TL;DR: DuckDB, Pandas, and Polars aren't enemies—they're complementary tools that integrate seamlessly via Apache Arrow. In benchmarks on 33M rows, DuckDB was fastest, Polars came second (with lazy evaluation), and Pandas ran out of memory.
The Three Frameworks Compared
| Feature | DuckDB | Pandas | Polars |
|---|---|---|---|
| Type | In-process OLAP database | Data frame library | Data frame library |
| Backend | C++ | NumPy → Arrow (2.0+) | Rust |
| Query style | SQL (+ relational API) | DataFrame methods | DataFrame + SQL |
| Lazy evaluation | Via SQL optimization | No | Yes |
| Larger-than-memory | Yes | No | Yes (lazy mode) |
Why DuckDB in a Python Workflow?
"But why do I need a database in my Python environment?"
DuckDB is an in-process database—it runs in the same process as your Python app.
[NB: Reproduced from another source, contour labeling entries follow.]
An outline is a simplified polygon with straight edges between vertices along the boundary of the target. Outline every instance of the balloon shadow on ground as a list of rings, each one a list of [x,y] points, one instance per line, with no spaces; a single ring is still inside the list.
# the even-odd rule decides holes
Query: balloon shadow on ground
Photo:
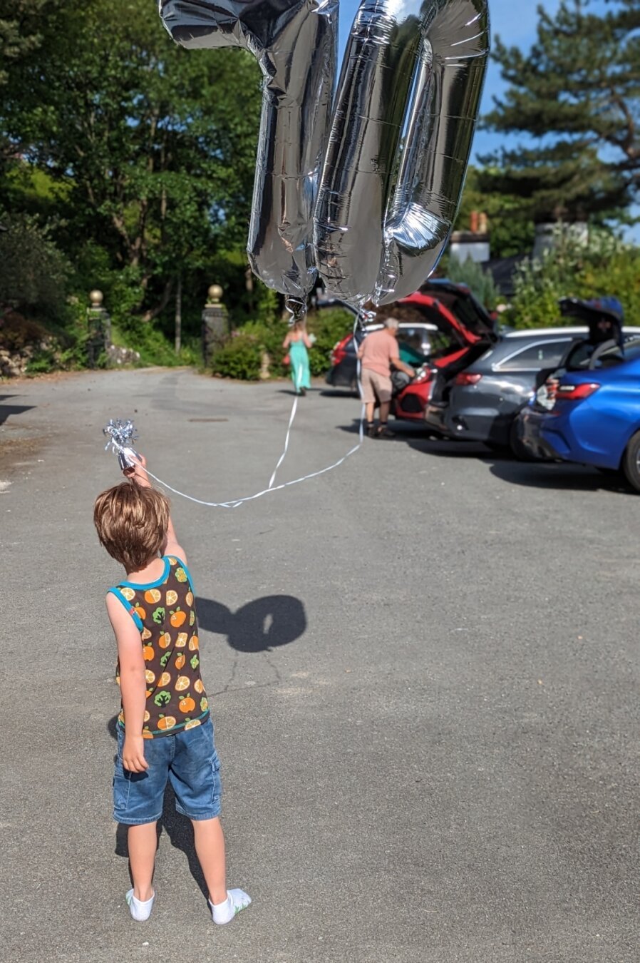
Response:
[[[306,632],[307,615],[293,595],[266,595],[233,612],[220,602],[197,598],[198,625],[227,637],[237,652],[269,652],[289,645]]]
[[[8,398],[17,398],[17,395],[0,395],[0,403],[4,403]],[[22,415],[25,411],[31,411],[35,404],[4,404],[0,403],[0,425],[4,425],[12,415]]]

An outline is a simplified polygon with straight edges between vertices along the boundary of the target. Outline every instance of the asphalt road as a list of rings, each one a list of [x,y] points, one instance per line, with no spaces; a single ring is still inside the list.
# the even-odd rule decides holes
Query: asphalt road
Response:
[[[354,443],[358,403],[320,388],[281,481]],[[229,885],[253,905],[212,924],[167,799],[136,924],[111,818],[101,429],[132,417],[152,471],[227,500],[265,487],[292,397],[186,370],[0,393],[3,960],[635,963],[638,496],[406,428],[240,508],[174,497]]]

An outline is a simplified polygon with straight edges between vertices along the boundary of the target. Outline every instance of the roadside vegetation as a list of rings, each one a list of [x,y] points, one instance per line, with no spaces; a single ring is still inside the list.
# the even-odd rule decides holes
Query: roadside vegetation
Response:
[[[640,250],[620,240],[640,195],[639,28],[636,0],[603,11],[561,0],[553,17],[539,10],[532,50],[495,39],[507,89],[482,123],[538,146],[505,146],[470,169],[456,227],[486,213],[492,257],[512,257],[530,254],[537,222],[558,225],[552,251],[518,270],[512,325],[556,324],[568,295],[615,294],[640,320]],[[251,276],[243,249],[261,104],[253,58],[176,46],[148,0],[0,0],[0,376],[87,365],[96,288],[133,363],[201,365],[212,283],[231,331],[212,373],[257,378],[268,355],[283,375],[282,300]],[[587,244],[564,230],[576,221]],[[476,265],[446,257],[443,272],[490,309],[503,300]],[[310,314],[313,374],[351,324],[346,312]]]

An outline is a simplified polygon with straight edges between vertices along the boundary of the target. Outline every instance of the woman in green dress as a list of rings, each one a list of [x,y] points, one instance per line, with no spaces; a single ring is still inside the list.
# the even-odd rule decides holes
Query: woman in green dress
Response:
[[[311,339],[306,332],[303,321],[295,322],[282,342],[282,347],[285,350],[289,349],[291,377],[295,394],[306,395],[307,389],[311,387],[309,354],[307,352],[307,349],[311,348]]]

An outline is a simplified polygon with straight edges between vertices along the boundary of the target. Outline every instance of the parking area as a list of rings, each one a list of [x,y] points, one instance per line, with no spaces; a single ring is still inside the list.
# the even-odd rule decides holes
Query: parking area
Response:
[[[12,963],[635,963],[637,496],[419,425],[242,508],[173,496],[222,761],[228,877],[207,915],[167,800],[130,919],[111,820],[119,575],[91,522],[110,418],[206,501],[266,487],[291,385],[189,370],[16,381],[0,400]],[[7,410],[9,408],[9,410]],[[342,457],[358,402],[298,403],[286,482]]]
Install with pip and you're ready to go.
Key advantages:
- Blazingly fast: Vectorized columnar query execution
- Built-in extensions: JSON, Parquet, S3, spatial data—no extra pip packages
- Single-file format: ACID-compliant database file
- Arrow integration: Zero-copy data sharing with Pandas/Polars
Installation Size Matters
Comparing site-packages folder sizes:
- DuckDB: Smallest footprint, extensions loaded on-demand
- Polars: Lightweight compared to Pandas
- Pandas: Largest, most dependencies
"Less dependencies, less code, less problems."
Syntax Comparison
The same operation (extract domain, group by, count) can be written in:
- DuckDB SQL: Using regexp_extract and GROUP BY
- DuckDB Relational API: Chained method calls in Python
- Polars: DataFrame method chaining with str.extract
Each has its own syntax style, but all achieve the same result.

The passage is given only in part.